赵敞道:“没有啊!我想莲师姐定是被那姓郑的小子所骗,其中一定还有隐情,莲师姐绝不是无情无义之人!”

赵敞心中,的确是如此想法,因此照实说出,倒绝不是花言巧语。

江上燕听了,向赵敞看了一眼,见他傻头傻脑,心想自己从广州到福州,亲眼见麦莲与郑可两人卿卿我我,何等亲热法?这小子却在痴人说梦,但他怀中的那金银扣针,原是自己心爱饰物,后来给了麦莲的,此时却又在赵敞手中。看赵敞的样子,诚毅木讷,绝不类说谎之人,也只道其中有曲折,因此面色才和缓了些,说道:“莲儿现在何处?”

赵敞向上一指,说道:“在这峰顶悬崖之上,我因见她有坠崖之状,才想跳过去,却被她赶了下来的。”

江上燕“嗯”了一声,将赵敞一把拖了,向山上便走,竟不理会鬼影子。那峭壁何等陡峭,只有些少树青藤,生在上面,江上燕提了赵敞,就仗着这些地方落脚,如壁虎游墙一般,向上攀缘。

赵敞只觉丝丝云雾自耳际掠过,宛若腾云驾雾一般,不一会儿,便觉日光越来越明亮,知道已上了峡谷,又觉身子被江上燕抛起,急忙一个“鹞子翻身”,脚落实地,江上燕也已随之飘然而上。
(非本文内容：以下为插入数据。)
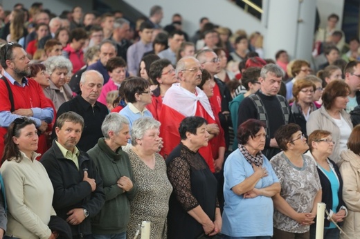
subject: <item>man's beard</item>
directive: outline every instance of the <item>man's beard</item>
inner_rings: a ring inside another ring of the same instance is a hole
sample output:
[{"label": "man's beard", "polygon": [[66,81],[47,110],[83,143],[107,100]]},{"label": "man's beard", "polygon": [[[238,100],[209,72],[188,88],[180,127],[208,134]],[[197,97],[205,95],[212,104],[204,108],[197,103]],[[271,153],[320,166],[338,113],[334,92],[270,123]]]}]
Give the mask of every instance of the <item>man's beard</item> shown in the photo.
[{"label": "man's beard", "polygon": [[30,70],[30,68],[21,70],[19,69],[17,67],[15,67],[13,70],[14,70],[14,73],[17,76],[18,76],[19,77],[21,77],[21,78],[29,76],[30,74],[31,73],[31,70]]}]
赵敞定睛一看,那地方正是昨日麦莲所站之处,但此时却并不见人影,心中一急,叫道:“莲师姐!莲师姐!”

叫了两声,听到一块大石后面,传来一阵啜泣之声,向江上燕看了一眼,忙赶了过去,只见巨石之后,半坐半卧,一个美人儿,正是麦莲,赵敞大喜过望,叫道:“莲师姐,我来了,师母也来了!”
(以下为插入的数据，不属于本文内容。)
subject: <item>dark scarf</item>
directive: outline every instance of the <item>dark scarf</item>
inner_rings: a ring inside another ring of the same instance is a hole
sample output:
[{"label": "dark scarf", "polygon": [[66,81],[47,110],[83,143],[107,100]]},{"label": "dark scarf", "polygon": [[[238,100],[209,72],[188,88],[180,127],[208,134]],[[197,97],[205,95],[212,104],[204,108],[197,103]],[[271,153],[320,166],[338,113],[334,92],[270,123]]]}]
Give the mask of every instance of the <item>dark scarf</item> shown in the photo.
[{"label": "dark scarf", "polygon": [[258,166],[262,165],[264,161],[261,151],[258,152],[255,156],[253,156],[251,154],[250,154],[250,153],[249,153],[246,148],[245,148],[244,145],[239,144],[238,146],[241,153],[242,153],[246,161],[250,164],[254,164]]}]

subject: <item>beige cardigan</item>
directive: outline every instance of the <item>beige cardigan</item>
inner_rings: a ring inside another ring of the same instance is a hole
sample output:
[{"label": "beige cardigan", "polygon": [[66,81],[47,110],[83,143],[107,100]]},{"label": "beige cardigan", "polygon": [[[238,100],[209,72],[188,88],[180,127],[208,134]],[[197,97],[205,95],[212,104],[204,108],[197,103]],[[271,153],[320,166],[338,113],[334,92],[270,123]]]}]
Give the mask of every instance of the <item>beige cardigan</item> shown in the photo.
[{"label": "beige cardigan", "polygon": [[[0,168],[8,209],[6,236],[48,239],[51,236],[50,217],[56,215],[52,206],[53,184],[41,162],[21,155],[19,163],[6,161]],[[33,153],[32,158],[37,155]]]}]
麦莲慢慢扬起头来,这一日一晚,她怕是从未停止哭泣,眼皮又红又肿,越发惹人怜爱。

赵敞俯身下去,柔声道:“莲师姐,是不是那千面郎君欺负你?”

话才讲完,“啪”的一声,脸上早已挨她老大一个耳刮子,赵敞莫名所以,又不敢退避,麦莲厉声说道:“叫你不要来,你又来干什么?”

赵敞用手搭着脸,道:“师母也来了!”

麦莲骂道:“什么师母,我若是有娘,也不会这样命苦了!”

此时,江上燕也已赶到,听了麦莲此语,母女之情,自然关切,不禁心如刀割,叫道:“阿莲,我的乖儿!”

麦莲陡闻此声,抬起头来,见一个满头长发的妇人,站在自己面前,眉目与自己极为相似,而且眼中所流露的那种亲切爱护之色,竟是自己十年来一直在梦中所见母亲的眼睛,不由得“哇”的一声,哭了出来,扑到江上燕的怀中,叫道:“妈!妈!女儿好命苦!”
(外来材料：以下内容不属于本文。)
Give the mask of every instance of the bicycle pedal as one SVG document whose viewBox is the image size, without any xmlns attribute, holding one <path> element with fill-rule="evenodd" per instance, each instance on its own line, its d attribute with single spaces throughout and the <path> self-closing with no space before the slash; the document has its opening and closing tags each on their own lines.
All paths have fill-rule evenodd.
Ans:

江上燕给麦莲这一叫,想起自己与女儿分别十年,这十年来麦莲自然未获母爱,不知受了多少委屈,也觉得心酸万分,道:“莲儿,阿莲,别伤心,娘在这里!”

麦莲听了,越发将心中悲痛一股脑儿倾露出来,抽抽咽咽,哭个不停,娘儿两个,就这样抱着也不多说话,只是痛哭,赵敞在一旁见了,也不禁洒了几点同情之泪。

过了许久,麦莲觉得哭了一场,心中好过了些,渐渐止住了哭声,道:“你到哪里去了,怎么忍心抛下女儿?”

江上燕紧紧搂住了她,道:“阿莲,娘的心肝,娘再也不离开你了。”

赵敞见两人已然在讲话,便插嘴道:“师母,师父正在花山,与七十二寨弟兄联合抗清,师母可要去见他吗?”

赵敞此言一出,江上燕与麦莲两人倶都狠狠地瞧了他一眼。

赵敞被她们瞪得莫名其妙,又想不出话来分辩,只是傻傻地望住麦莲,道:“莲师姐,你可好吗?”

江上燕看了麦莲,又看了看赵敞,道:“阿莲,这傻小子和我说,与你已有白头之约,可是吗?”

麦莲一急,啐道:“呸!哪有这回事。”

赵敞听了大急,道:“莲师姐,那晚不是你亲口答应的?”

麦莲跨前一步,道:“你乱说什么?哪一晚?”

赵敞将那一晚记在心头,没有一时一刻不在念中,立即答道:“十二月初六!”

他一讲完,江上燕便叱道:“傻小子胡说!”

赵敞忽然涨红了脸,道:“我若有一句假话,叫我不得好死!”

麦莲冷冷地道:“关我甚事。”

江上燕滑前两步,一伸手,抓住赵敞肩头,赵敞避了一避,没有避开,觉得肩头犹似加了一把钢勾。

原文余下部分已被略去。